LAReQA is a challenging benchmark for evaluating language agnostic answer retrieval from a multilingual candidate pool. This repository contains a dataset we release as part of the LAReQA evaluation.



LAReQA is a challenging benchmark testing language-agnostic answer retrieval from a multilingual candidate pool. Unlike previous cross-lingual tasks, LAReQA tests for "strong" cross-lingual alignment, requiring semantically related cross-language pairs to be closer in representation space than unrelated same-language pairs. As part of the LAReQA benchmark, we construct a QA retrieval task with a multilingual pool by taking an existing cross-lingual extractive QA task XQuAD and converting it to a retrieval task: XQuAD-R. We release XQuAD with sentence breaks in this repository for use as XQuAD-R. Section 3.1 of our paper contains more details on how we convert span-tagging tasks into retrieval tasks. Note that files contained in this repository for XQuAD-R are simply the original XQuAD data annotated with sentence boundaries for each of the paragraphs, added as an additional field in the jsons.

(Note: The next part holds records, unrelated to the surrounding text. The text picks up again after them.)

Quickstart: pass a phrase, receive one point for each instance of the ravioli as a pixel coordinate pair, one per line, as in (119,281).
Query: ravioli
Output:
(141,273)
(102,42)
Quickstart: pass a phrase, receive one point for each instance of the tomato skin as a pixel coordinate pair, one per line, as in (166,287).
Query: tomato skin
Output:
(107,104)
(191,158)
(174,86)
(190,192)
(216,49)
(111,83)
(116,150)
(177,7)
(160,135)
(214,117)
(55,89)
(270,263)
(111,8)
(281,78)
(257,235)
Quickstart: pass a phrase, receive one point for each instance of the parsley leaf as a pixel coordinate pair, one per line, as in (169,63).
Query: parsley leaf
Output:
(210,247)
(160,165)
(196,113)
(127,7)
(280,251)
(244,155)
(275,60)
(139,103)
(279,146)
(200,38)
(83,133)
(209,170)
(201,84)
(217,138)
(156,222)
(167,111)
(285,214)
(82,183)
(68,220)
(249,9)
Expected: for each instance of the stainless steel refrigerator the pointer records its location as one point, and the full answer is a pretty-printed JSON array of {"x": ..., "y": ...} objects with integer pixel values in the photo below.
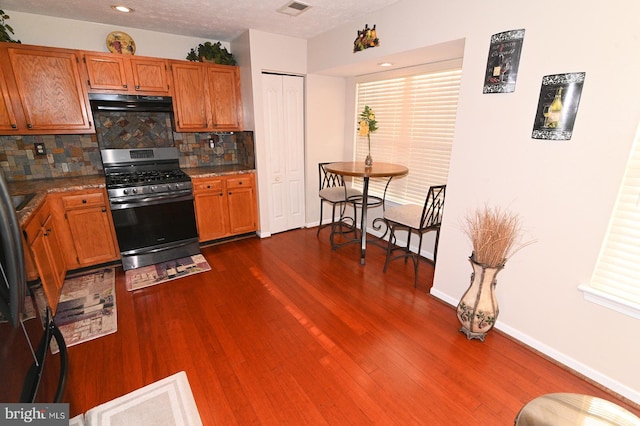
[{"x": 28, "y": 370}]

This directory contains 1 folder corresponding to the XQuAD-R dataset.


XQuAD-R is a retrieval version of the XQuAD dataset (a cross-lingual extractive QA dataset). Like XQuAD, XQUAD-R is an 11-way parallel dataset, where each question appears in 11 different languages and has 11 parallel correct answers across the languages.

The files are found under the xquad-r/ folder with the following languages:

  • Arabic: xquad-r/ar.json
  • German: xquad-r/de.json
  • Greek: xquad-r/el.json
  • English: xquad-r/en.json
  • Spanish: xquad-r/es.json
  • Hindi: xquad-r/hi.json
  • Russian: xquad-r/ru.json
  • Thai: xquad-r/th.json
  • Turkish: xquad-r/tr.json
  • Vietnamese: xquad-r/vi.json
  • Chinese: xquad-r/zh.json

Dataset statistics

We show the number of questions and candidate sentences for each language for XQuAD-R in the table below.

questions candidates
ar 1190 1222
de 1190 1276
el 1190 1234
en 1190 1180
es 1190 1215
hi 1190 1244
ru 1190 1219
th 1190 852
tr 1190 1167
vi 1190 1209
zh 1190 1196

Training and Evaluation

We train several baselines models and evaluate them on XQuAD-R. Our baselines fine-tune mBERT on retrieval versions of SQuAD v1.1 training data and translations of this data. See Section 4 of our paper for more details. The trained baselines are released as TFHub modules, linked below for each baseline.

In the table below, we show the mean average precision (mAP) of all of our baselines on XQuAD-R. See Section 5 of our paper for more results.

En-En 0.29
X-X 0.23
X-X-mono 0.52
X-Y 0.66


If you use this dataset, please cite [1]:

[1] Roy, U., Constant, N., Al-Rfou, R., Barua, A., Phillips, A., & Yang, Y. (2020). LAReQA: Language-agnostic answer retrieval from a multilingual pool. arXiv preprint arXiv:2004.05484.

  title={LAReQA: Language-agnostic answer retrieval from a multilingual pool},
  author={Roy, Uma and Constant, Noah and Al-Rfou, Rami and Barua, Aditya and Phillips, Aaron and Yang, Yinfei},
  journal={arXiv preprint arXiv:2004.05484},


XQuAD-R is distributed under the CC BY-SA 4.0 license.

This is not an officially supported Google product.